Transforming Marriage
Houston Voice Blog
by Erwin de Leon
October 22, 2009
“I don’t know about this marriage
business,” Dick Leitsch muttered half-jokingly. “I
don’t feel so special anymore.” The former
Mattachine chief and Stonewall activist was
expressing a concern some in our community have
about how marriage is beginning to change us - how
we are losing our edge and identity, and becoming “heteronormative.”
How we are selling out.
Actor Rupert Everett was far less gracious.

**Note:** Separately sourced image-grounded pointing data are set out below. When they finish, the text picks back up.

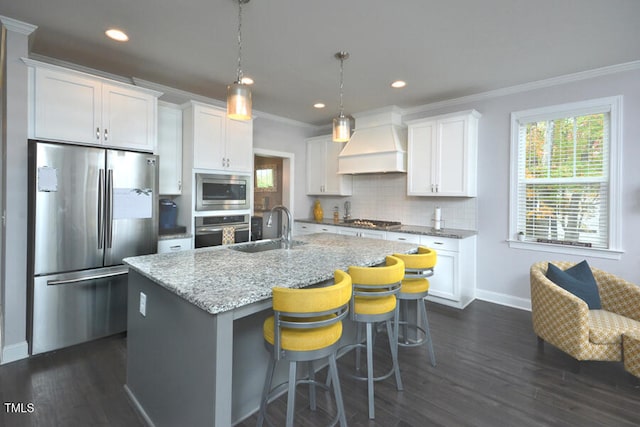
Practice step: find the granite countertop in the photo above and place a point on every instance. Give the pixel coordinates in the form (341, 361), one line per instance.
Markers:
(219, 279)
(452, 233)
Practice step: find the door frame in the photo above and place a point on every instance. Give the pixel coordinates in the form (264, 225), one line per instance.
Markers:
(288, 160)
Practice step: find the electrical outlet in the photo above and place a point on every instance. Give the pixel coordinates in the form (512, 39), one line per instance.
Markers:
(143, 303)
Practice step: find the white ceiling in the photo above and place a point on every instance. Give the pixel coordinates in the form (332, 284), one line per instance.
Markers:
(444, 49)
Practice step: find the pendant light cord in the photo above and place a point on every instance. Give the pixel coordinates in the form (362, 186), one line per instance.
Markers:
(240, 41)
(341, 84)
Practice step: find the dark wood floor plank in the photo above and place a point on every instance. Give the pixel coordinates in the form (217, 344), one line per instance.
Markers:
(490, 372)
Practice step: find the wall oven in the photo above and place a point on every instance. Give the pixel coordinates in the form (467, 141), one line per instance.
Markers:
(222, 192)
(210, 230)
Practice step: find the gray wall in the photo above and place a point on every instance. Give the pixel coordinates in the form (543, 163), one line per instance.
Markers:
(287, 136)
(13, 288)
(503, 273)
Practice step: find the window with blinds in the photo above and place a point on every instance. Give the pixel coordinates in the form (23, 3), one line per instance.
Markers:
(562, 186)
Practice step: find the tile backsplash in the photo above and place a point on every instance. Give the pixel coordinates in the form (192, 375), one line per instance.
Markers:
(384, 197)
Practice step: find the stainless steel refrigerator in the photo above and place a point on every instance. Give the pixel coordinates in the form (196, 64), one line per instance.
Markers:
(89, 208)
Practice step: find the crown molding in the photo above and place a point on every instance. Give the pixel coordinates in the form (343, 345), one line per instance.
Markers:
(539, 84)
(179, 96)
(17, 26)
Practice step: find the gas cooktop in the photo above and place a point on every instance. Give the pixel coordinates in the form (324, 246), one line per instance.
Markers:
(373, 223)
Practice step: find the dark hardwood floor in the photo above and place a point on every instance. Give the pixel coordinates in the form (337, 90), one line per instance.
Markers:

“Marriage? Babies? Please. I want to be illegal. I
want to live outside the mainstream … These awful
middle-class queens - which is what the gay movement
has become - are so tiresome.”
The fact of the matter is, whether opponents of
equality and some of us don’t like it, lesbians and
gays are getting married and the time will come when
all Americans can marry if they so choose. But how
the act and institution will change us is an
interesting question.
In her recently published book, "When Gay People
Get Married: What Happens When Societies Legalize
Same-Sex Marriage," economist and LGBT researcher
M.V. Lee Badgett asks, “Will marriage change gay
people?”
She writes that “Some hope so, arguing that gay
men will be more monogamous and gay relationships
more stable if same-sex couples can marry, and gays
and lesbians will be better assimilated into the
larger culture. Opponents of marriage equality
believe that gay and lesbian people will not be able
to gain from marriage, though. Others in the gay,
lesbian, and bisexual communities fear that
distinctive features of gay life will be transformed
in negative ways.”
At a book reading last week, she added that there
are those who fear that the relationships of
lesbians and gays who opt to stay in domestic
partnerships or in alternative arrangements (such as
polyamory) will be deemed inferior to those of
married couples.
Notwithstanding, those of us who choose to marry
will gain the stability and security that come from
the over 1,100 federal privileges and protections
different-sex couples enjoy and will feel that our
families are just as valid and valued like any
other.
A study by the Williams Institute, also
coauthored by Badgett, finds that as a result of
being able to marry in Massachusetts, individuals
feel more committed to their partners and more
accepted by their families and communities and are
more likely to be out. Nearly 90 percent of those
surveyed reported that all or most of their family
members supported their marriage.
Our children will likewise be better off if we
were to wed. Nearly all of the survey respondents
claimed that their children are happier. Many said
their children felt more secure and protected,
having gained a sense of stability and seeing their
families validated by society. Only 5 percent
admitted to their children being teased as a result
of their marriages.
Patrick James argues in GOOD Magazine that often
lost in the debate over marriage equality is the
beneficial effects on children. He maintains that
“in a world that celebrates the institution, the
perceptive distance between being gay and virtuous
collapses, and a young person can look forward to a
life of commitment, father or motherhood, and
inclusion in the shared experience that binds us as
a people.”
The sense of stability and security we and our
families will feel upon winning the right of
marriage becomes crucial as we age. In researching
lesbian and gay baby boomers, Brian deVries, a
professor of gerontology, discovered that those who
live in states that do not legally recognize
same-sex couples are more likely to have prepared
for the end of life by completing such documents as
living wills than those who live in states that do
recognize their relationships. At the same time,
these folks are more likely to have greater fears
and anxieties about end of life and later life
issues.
Dr. deVries explains, "The bottom line is that
those who reside in states that do not recognize
relationships or sanctioned marriages between
same-sex couples feel less cared for and less cared
about and must take extra legal steps to prepare for
their later years. The absence of recognition of
same-sex relationships conveys a sense of
second-class citizenship and a stress associated
with such unwelcome status."
Perhaps it’s not too bad after all to no longer
feel so special. In “selling out,” we stand to gain
a whole lot more. Equality, for one.